Securing Your Web Site to Pass OWASP ZAP Scans with CSP Generation

Problem:

Cyber Security Compliance with CSPRecently more than one client of mine approached me to help them become cyber security ready and certified for which part of the process was to pass OWASP ZAP scans having no medium or high risk items. One of these items was the inclusion of a CSP header (content security policy header). These headers authorize every style and script on your site or included from an external source on your site with the goal to prevent any third-party code injections and continuously validate the integrity of your web site’s codebase.

The CSP framework does have the option for unsafe-hashes or unsafe-inline directives, which will allow you to insert a CSP header without specifying the hashes for every single style or script however this is not an acceptable practice when it comes to likes of hostedscan.com or a desktop OWASP ZAP scan using either of these methods will result in a one or more high risk items being identified.

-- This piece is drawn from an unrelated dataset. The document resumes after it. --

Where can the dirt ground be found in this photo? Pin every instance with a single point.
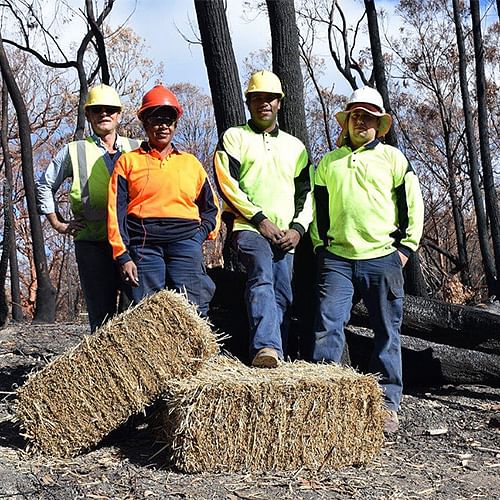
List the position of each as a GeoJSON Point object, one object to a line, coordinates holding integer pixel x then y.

The process becomes more complicated when your web site is developed using a framework such as WP Bakery or Elementor within a WordPress environment. It is more complicated because there is a plethora of styles and scripts included throughout the headers and footers of the site as well as in various locations in line in the web site. So the problem compounded because every time we changed the site we had to use the Google Chrome console to generate the hashes and meticulously cut and paste them into our Apache .htaccess file (for every page on the site!) in order to pass the scan successfully. This process was not only cumbersome and time consuming but was prone to error due to the fact that the. htaccess CSP header needed to be on one line.

Solution:

Therefore the solution was to develop the CSP generator.ca – which is versatile and will crawl through either an RFC compliant sitemap.xml or from a starting URL on your web site. It will systematically go through each page and identify the styles and scripts, both in line and externally and create the necessary CSP headers for your web site. Longer term we anticipate the CSP generator being useful as an API in a continuous integration framework where it can generate the CSP headers automatically and eventually other headers during your web site’s deployments.

If you’re interested in learning more about how the process works or for some investigation and potential remediation of your website do not hesitate to contact us.

You can also evaluate the free demo version for yourself at https://cspgenerator.ca

How We Used AI to Help Create CSP Generation Tool: Developer Perspective

The initial approach was to  leverage experience from a previous project where we had to extract email addresses from websites, by crawling the site and parsing the DOM to find the necessary information.

However, we quickly ran into a significant roadblock. The initial approach of simply fetching the HTML content of a page was not sufficient. Many modern websites are heavily reliant on JavaScript to render their content, and the initial crawler was not able to execute the JavaScript. This meant that we were not getting the complete and final DOM, which in turn led to incorrect CSP hashes being generated.

To solve this problem, we realized we needed a way to get the fully rendered HTML of a page, just as it appears in a user’s browser. This led us to the idea of using a headless browser. A headless browser is a web browser without a graphical user interface, which can be controlled programmatically. By using a headless browser, we could instruct it to load a page, wait for all the JavaScript to execute, and then extract the final HTML.

This is where AI, specifically Gemini, played a crucial role in the development process. While we were familiar with the concept of using a headless browser, we had not previously implemented  it in a PHP environment. Gemini was instrumental in several ways:

PHP Syntax and Libraries: We were able to ask Gemini for help with PHP syntax, best practices, and how to use relevant libraries like php-webdriver and symfony/panther to control a headless Chrome browser. This saved a significant amount of time that would have otherwise been spent reading documentation and watching tutorials.

Server-Side Execution: Running a headless browser on a local development machine is one thing, but deploying it to a server and running it as a background process presented a new set of challenges. Gemini provided valuable insights and code examples on how to manage the ChromeDriver process, handle potential errors, and ensure the headless browser runs reliably in a server environment and is persistent on the server, even after a reboot.

Code Generation: Gemini was able to generate high-quality code snippets for various parts of the application, from the initial setup of the headless browser to the extraction of specific DOM elements. This not only accelerated the development process but also helped us write more robust and efficient code.

Ideation and Problem-Solving: Beyond just providing code, Gemini was a valuable partner in the creative process. When stuck on a particular problem, we could describe the issue to Gemini, and it would often provide fresh ideas and alternative approaches that we hadn’t considered. This collaborative process helped us to arrive at better solutions more quickly.

Conclusion

Combining AI with the right skill set can truly make work go faster and help accomplish the goals of your project. AI has made the development of this project very efficient.

Although the initial approach of simple DOM parsing proved to be insufficient – the switch to a headless browser provided a robust solution. The use of AI, particularly Gemini, was a game-changer. It bridged the gaps in the PHP development, provided practical solutions to complex problems, and ultimately enabled us to build a better application in a fraction of the time it would have taken otherwise.